I told myself in college that the sour smelling, faded t-shirts didn’t matter because I was going to sweat anyway. It was the same argument I used about fancy underwear. If no one else was going to see it, why should I care? It seemed I had forgotten a lesson from ten years earlier. When I first returned from Peace Corps, I had bought a new pair of tennis shoes, surprising myself that I would buy something blatantly feminine with pink on it. Fifteen years later I was throwing bags on my dad’s fire pile that were to be replaced by splashy sports bras with coloring like fireworks, ripples in the rain, and of course one was bright pink, trimmed in deep purple. I was also definitely leaning towards the tanks with motivational phrases like “Good things come to those who sweat.” Seeing myself reflected in the various gym mirrors every day mattered as a different kind of learning community all together where I could confront assumptions. Someone had to be an expert on who I was.

A year later, in between jobs, I work a few spare hours as a substitute at my local library. Last Friday I settled into the spinning chair behind the Children’s Desk. Waiting for the storytime with the four year olds and their accompanying adults, my coworker and I flipped through the book selected by the librarian. It was a simplified graphic novel, one of a series based around traditional fairy tales retold in a modern way.

“Who’s the main character?” I asked.

“She’s really athletic, but her name is Pink and she hates it. It’s interesting though, how the fairy tale perspective is shifted.”

“Seems extreme to me though,” I suggested flashing back to my own aversion of pink and what wearing it might say about me. Surely I should buy colors with less gender baggage. “There’s nothing in the middle you know,” I continued, my eyes flashing to my own niece, almost three. Her dad wants to put her in martial arts. Her mother doesn’t want her to be butch. She would probably end up in gymnastics as a compromise.

Words from my gym trainer rang in my head. “There isn’t right or wrong, just different objectives,” Chris had clarified during a Piloxing workout where some of us, probably me, were jumping instead of balancing on the weight supporting length. “One is strength. The other plyo.”

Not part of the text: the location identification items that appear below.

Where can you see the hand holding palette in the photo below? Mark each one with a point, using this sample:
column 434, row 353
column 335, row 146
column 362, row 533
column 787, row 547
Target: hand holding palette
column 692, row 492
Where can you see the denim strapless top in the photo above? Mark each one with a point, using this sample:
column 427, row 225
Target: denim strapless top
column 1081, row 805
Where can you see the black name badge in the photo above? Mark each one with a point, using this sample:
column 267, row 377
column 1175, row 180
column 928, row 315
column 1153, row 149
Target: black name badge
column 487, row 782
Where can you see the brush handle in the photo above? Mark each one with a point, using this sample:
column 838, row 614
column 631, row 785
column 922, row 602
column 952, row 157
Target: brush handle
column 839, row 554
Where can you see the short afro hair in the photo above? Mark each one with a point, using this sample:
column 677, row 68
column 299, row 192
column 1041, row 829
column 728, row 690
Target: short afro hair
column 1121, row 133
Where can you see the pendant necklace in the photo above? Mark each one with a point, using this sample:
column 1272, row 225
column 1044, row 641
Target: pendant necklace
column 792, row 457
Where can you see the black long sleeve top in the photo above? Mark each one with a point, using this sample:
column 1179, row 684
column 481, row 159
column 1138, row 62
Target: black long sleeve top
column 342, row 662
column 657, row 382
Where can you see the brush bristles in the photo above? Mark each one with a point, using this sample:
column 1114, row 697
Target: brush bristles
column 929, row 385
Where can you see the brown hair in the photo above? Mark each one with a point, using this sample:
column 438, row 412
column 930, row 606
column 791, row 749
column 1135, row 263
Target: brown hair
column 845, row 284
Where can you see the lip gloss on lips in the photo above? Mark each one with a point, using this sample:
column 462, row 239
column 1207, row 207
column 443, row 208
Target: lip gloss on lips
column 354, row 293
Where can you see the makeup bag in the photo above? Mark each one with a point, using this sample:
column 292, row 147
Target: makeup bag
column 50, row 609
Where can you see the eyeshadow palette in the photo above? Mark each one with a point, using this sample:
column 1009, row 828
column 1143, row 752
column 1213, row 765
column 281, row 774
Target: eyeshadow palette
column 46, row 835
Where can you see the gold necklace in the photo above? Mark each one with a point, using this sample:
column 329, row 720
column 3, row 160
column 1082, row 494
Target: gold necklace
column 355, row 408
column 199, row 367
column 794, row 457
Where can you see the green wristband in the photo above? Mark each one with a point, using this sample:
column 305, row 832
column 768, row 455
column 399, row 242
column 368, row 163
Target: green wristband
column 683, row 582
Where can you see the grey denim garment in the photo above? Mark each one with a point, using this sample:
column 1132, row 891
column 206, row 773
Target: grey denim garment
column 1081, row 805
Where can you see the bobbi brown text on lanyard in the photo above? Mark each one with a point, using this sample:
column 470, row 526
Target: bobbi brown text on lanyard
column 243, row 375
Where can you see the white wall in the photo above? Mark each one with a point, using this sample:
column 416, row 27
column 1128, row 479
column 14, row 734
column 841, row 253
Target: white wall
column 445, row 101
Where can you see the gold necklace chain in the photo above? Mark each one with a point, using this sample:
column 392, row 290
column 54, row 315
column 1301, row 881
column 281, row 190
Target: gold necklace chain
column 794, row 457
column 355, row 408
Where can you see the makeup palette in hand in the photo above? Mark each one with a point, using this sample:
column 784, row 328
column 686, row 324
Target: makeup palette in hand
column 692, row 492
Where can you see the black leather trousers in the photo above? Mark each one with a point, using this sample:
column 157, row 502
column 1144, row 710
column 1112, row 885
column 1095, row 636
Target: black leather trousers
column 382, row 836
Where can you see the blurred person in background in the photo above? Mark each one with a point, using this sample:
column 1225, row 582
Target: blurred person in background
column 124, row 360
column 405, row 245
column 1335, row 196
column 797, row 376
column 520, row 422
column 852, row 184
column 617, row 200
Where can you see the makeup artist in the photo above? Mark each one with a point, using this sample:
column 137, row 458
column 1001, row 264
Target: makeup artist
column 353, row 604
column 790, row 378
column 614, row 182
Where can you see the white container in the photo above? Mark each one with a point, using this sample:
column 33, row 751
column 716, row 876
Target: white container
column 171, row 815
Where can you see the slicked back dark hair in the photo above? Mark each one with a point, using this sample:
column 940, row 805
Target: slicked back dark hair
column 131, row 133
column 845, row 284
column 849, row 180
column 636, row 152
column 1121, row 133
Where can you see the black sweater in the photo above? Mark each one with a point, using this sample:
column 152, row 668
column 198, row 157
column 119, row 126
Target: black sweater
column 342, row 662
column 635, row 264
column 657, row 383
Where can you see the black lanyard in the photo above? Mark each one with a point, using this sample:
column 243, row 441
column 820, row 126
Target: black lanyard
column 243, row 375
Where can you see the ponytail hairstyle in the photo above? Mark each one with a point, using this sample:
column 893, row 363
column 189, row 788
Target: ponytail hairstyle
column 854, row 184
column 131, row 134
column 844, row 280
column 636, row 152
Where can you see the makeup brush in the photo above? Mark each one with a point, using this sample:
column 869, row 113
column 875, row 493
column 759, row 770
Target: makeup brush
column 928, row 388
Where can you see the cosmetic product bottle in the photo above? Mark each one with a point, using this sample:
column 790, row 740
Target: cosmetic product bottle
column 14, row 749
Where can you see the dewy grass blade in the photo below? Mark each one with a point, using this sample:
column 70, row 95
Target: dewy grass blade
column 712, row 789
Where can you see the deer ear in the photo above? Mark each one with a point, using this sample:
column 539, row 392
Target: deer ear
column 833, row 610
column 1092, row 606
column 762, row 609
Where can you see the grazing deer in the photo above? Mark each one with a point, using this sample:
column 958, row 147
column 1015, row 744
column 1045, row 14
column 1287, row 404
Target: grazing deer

Back when I thought education was classroom specific, my Master’s thesis on the cultural mismatch problematic in education was the beginning of a personal investigation on the gap between absolutes that I so often read when terms like “culture” or “diversity” were applied. In my professional life, primarily in nonprofits that found me teaching in a variety of contexts, I tired of terms used to name and understand groups in a homogeneous way. But it took three separate teaching and learning lives in Guatemala plus the gym to understand that “diversity” wasn’t just about middle class or white for me, but woman all together.

“Belonging” is never obvious nor attributed through assumed characteristics in common. My journey to Guatemala and interaction with women there was a means to discover and “see” known and unknown womanhood, embracing a horizon that taught me going far only allows us to see that which is near, up close. Why did I feel guilty in high school for not pursuing math and science and “helping” forward my gender as a smart, motivated woman? Why did I avoid pink? My search professionally has been for a means in which both my students and coworkers can belong to the same community that we create together. Diverse books may raise awareness of how people live and interpret their world, but the nuance of gray area between named groups is what I strive to illustrate today. I think diversity, unassuming and living in the everyday, is the underrepresented viewpoint I strive to bring forward, wearing pink or gray, or both, if I want.